Discrete Dynamics in Nature and Society
Volume 2008 (2008), Article ID 138547, 7 pages
doi:10.1155/2008/138547
Research Article
Evidence for Nonlinear Asymmetric Causality in US Inflation, Metal, and Stock Returns
1Department of Applied Informatics, University of Macedonia, 156 Egnatia Street, Thessaloniki 54006, Greece
2Department of Economics, University of Macedonia, 156 Egnatia Street, Thessaloniki 54006, Greece
Received 2 October 2007; Accepted 9 May 2008
Academic Editor: Masahiro Yabuta
Copyright © 2008 D. Hristu-Varsakelis and C. Kyrtsou.

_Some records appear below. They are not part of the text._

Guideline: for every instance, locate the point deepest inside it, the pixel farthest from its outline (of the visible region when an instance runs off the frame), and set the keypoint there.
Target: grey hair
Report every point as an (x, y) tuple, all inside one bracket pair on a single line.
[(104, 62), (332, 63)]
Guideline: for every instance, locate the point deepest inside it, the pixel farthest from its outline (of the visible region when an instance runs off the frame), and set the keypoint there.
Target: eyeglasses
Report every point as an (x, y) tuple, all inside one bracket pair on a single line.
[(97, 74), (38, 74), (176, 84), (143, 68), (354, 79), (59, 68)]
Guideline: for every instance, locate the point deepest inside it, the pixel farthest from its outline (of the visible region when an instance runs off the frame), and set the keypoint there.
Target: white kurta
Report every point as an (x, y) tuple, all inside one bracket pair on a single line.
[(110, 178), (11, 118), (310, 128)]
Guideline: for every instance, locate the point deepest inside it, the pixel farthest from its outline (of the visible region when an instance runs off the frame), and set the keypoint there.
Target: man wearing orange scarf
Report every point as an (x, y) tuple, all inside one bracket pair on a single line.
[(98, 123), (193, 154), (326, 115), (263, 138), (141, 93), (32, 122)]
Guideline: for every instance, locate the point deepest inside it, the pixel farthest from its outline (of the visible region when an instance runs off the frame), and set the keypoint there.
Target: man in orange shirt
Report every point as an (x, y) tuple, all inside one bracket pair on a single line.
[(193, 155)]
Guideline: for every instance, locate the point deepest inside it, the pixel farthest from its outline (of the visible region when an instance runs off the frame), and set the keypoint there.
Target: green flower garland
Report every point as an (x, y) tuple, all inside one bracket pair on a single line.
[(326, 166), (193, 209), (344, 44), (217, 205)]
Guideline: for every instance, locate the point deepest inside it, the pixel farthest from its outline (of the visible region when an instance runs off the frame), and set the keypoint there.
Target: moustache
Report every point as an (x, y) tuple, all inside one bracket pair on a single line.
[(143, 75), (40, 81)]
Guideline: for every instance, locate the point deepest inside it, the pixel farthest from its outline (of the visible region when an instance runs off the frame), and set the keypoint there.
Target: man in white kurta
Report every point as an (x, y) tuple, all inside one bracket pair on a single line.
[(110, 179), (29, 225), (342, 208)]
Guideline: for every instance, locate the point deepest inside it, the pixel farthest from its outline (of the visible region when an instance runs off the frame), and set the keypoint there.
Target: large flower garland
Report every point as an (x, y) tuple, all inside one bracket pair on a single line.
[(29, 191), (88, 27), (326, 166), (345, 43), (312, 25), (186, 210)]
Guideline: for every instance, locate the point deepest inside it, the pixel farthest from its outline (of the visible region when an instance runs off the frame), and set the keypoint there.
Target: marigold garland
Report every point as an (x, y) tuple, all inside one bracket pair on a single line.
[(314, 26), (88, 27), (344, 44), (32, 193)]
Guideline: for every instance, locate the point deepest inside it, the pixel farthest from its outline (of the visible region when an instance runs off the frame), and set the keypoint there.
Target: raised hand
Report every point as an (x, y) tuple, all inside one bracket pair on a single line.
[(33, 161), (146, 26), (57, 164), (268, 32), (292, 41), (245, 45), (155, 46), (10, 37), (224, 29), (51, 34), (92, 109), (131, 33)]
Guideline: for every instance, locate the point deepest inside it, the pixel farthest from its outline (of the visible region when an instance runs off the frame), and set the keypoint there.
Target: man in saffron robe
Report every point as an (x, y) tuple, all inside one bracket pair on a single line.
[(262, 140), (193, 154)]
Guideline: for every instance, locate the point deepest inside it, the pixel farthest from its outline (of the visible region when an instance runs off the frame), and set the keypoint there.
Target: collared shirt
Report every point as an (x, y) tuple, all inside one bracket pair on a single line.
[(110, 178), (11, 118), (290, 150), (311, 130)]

This is an open access article distributed under the Creative Commons Attribution License, which permits unrestricted use, distribution, and reproduction in any medium, provided the original work is properly cited.
Abstract
The purpose of this paper is to propose a version of causality testing that focuses on
how the sign of the returns affects the causality results. We replace the traditional VAR
specification used in the Granger causality test by a discrete-time bivariate noisy Mackey
glass model. Our test reveals interesting and previously unexplored relationships in US
economic series, including inflation, metal, and stock returns.